We human beings are more than our minds, thoughts and feelings. Our bodies are repositories for our pasts; both pain and pleasure reside as cellular memory. For some, talk therapy is sufficient to work out challenges and traumas. For others, a mutlti-modal approach that includes somatic therapy or body psychotherapy is even more effective. Enter the world of Matthew Cohen, who refers to himself as a ‘somatic educator’; in simple terms, someone whose work is in the second category. A career psychotherapist whose work spans several decades, Cohen is also the author of When Words Aren’t Enough.
I initially met him when he founded The Body Synergy Institute in the 1980’s and have watched his career blossom and have heard stories of healing that has taken place in the lives of those who have worked with him.
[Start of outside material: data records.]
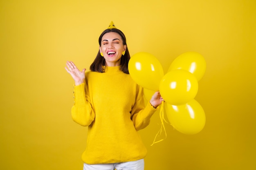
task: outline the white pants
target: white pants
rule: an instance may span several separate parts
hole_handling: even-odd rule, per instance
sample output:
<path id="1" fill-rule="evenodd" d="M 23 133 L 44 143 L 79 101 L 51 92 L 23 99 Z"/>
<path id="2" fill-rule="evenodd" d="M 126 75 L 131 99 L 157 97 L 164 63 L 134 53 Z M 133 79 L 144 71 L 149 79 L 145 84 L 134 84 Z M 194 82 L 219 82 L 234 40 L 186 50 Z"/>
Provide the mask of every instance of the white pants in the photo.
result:
<path id="1" fill-rule="evenodd" d="M 144 170 L 144 159 L 116 163 L 83 164 L 83 170 Z"/>

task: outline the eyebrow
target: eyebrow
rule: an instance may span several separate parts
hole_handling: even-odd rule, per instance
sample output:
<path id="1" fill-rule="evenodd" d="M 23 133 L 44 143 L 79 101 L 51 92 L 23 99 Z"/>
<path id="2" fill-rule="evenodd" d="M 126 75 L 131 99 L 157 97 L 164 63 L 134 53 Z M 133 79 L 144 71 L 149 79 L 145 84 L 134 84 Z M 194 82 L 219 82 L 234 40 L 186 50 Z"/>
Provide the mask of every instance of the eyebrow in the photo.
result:
<path id="1" fill-rule="evenodd" d="M 119 40 L 119 41 L 120 41 L 120 40 L 119 40 L 118 38 L 115 38 L 115 39 L 113 39 L 113 40 L 112 40 L 112 41 L 115 41 L 115 40 Z M 102 41 L 108 41 L 108 40 L 102 40 Z"/>

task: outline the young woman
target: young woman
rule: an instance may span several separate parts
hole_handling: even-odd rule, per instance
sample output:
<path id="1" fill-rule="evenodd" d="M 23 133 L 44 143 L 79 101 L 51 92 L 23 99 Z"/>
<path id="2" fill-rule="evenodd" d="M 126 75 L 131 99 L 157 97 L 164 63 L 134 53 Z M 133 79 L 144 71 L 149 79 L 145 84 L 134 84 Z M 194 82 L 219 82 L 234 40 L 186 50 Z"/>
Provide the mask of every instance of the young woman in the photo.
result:
<path id="1" fill-rule="evenodd" d="M 90 71 L 72 62 L 65 68 L 75 81 L 72 119 L 88 126 L 84 170 L 144 170 L 147 151 L 137 131 L 149 124 L 163 99 L 156 92 L 145 106 L 143 88 L 129 74 L 122 31 L 107 29 L 99 42 Z"/>

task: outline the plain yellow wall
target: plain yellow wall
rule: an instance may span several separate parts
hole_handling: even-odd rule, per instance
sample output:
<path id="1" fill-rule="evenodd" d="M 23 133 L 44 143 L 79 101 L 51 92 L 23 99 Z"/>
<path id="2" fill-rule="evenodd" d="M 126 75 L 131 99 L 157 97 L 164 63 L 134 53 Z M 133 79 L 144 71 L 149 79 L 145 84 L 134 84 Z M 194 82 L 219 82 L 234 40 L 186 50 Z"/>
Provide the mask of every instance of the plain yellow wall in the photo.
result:
<path id="1" fill-rule="evenodd" d="M 113 21 L 131 55 L 157 57 L 166 73 L 182 53 L 207 63 L 195 99 L 206 123 L 150 145 L 159 112 L 140 132 L 145 170 L 256 169 L 255 0 L 0 1 L 0 169 L 81 170 L 86 128 L 73 121 L 72 60 L 89 70 Z"/>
A few of his clients graciously allowed for their stories to be shared in this book that is both for the professional who wants to learn more about integrating these concepts into their practice and the lay person who desires to explore more about what makes them tick.
Cohen spreads out a foundation by speaking about professional boundaries, since some of this work involves close physical (but not sexual) contact. He also delves into the idea that spirituality and psychotherapy need not exist as separate realms and that combined, can enhance the recovery process. His own spiritual journey fed his therapeutic strategies as is discussed early on.
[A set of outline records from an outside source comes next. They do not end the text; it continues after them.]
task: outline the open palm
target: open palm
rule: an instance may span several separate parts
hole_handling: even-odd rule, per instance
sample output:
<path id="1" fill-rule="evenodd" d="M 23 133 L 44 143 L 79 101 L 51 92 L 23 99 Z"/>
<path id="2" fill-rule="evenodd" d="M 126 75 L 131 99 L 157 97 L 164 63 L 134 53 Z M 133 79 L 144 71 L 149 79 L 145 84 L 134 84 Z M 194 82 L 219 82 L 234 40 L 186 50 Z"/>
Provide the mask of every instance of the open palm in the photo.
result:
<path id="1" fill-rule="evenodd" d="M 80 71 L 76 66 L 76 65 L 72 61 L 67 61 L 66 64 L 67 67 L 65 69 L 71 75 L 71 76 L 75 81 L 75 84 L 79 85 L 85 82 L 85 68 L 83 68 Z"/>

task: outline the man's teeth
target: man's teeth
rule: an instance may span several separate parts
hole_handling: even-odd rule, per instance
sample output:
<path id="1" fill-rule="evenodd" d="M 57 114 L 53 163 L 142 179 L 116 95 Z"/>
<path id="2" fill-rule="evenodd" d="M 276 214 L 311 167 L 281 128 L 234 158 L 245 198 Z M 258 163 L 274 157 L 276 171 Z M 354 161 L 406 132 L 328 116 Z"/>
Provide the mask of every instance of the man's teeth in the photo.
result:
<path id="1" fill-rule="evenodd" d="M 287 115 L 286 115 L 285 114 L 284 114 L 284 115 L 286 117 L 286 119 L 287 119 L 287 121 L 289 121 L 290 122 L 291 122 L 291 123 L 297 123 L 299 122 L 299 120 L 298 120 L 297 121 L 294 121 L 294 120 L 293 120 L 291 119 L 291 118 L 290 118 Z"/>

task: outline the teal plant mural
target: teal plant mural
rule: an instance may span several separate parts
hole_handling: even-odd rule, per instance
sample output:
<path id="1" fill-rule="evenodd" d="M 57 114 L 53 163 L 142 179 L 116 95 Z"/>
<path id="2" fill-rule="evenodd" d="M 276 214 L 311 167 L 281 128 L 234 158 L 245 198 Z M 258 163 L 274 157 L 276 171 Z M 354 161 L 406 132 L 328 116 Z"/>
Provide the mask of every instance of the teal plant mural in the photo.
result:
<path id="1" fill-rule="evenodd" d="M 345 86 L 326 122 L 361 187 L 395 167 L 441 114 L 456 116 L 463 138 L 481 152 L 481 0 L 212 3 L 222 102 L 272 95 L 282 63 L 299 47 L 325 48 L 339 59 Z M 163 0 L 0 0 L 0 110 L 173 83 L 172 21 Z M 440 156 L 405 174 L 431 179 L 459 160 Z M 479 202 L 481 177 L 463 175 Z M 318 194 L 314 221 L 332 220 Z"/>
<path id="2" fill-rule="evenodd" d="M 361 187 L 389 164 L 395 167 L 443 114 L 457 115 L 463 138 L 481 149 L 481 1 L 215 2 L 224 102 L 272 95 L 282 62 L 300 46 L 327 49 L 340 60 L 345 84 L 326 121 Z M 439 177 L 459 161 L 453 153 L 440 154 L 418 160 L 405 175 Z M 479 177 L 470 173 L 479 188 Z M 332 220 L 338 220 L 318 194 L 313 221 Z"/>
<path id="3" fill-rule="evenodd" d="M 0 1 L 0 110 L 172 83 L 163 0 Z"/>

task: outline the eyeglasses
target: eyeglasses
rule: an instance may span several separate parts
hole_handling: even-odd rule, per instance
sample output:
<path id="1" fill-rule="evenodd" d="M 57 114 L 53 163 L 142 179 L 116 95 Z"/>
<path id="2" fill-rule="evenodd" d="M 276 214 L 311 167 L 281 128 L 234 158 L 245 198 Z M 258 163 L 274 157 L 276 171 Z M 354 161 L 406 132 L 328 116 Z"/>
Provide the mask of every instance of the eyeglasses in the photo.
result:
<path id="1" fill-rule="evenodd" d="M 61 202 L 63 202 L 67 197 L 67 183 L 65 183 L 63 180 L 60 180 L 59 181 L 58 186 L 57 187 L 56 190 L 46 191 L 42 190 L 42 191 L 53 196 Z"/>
Transcripts of the sessions he did with Jeff and Emily, a couple who unlike many who enter into therapy, were not in major crisis mode, but wanted to enhance what they had already created for themselves, with Cohen as their trusted guide, are placed throughout the first section. Each had physical challenges, such as migraines and back pain that are addressed in both verbal and embodied form. They came to recognize the roots of their relational friction that showed up from time to time.
Randall is an abuse survivor who experienced many years of the trauma of sexual assault perpetrated my several family members. With him, Cohen used what he calls Emotionally Focused Touch. Many who have PTSD, tend to dissociate and even feel as if they have left their bodies. This is a survival mechanism that enables them to make it through the horrors they endured. He was diagnosed with DID (Dissociative Identity Disorder that used to be called Multiple Personality Disorder) In his sessions, Randall came to find that non-sexual, professionally offered touch was not only safe, but body and soul nourishing. He literally came back into his body and felt present in it.
Gordon arrived on Cohen’s doorstep with a rotator cuff injury. He is an attorney who once upon a time had aspirations of becoming a Jesuit priest, which made it easier for Cohen to make inroads with him, because of his own deep spirituality, even as he had approached it from a different angle. Some of his process involved integrating his relationship with his controlling, alcoholic father whose expectations for his son felt restrictive, a portion of which was symbolized by the ways in which Gordon viewed his journey, not giving himself credit for how far he had come.
At the end of the book, Cohen reviews and summarizes the progress these four courageous souls have made. He has a high degree of respect for them that is evident in this book that in all ways ‘touches on’ the resilience of the human spirit.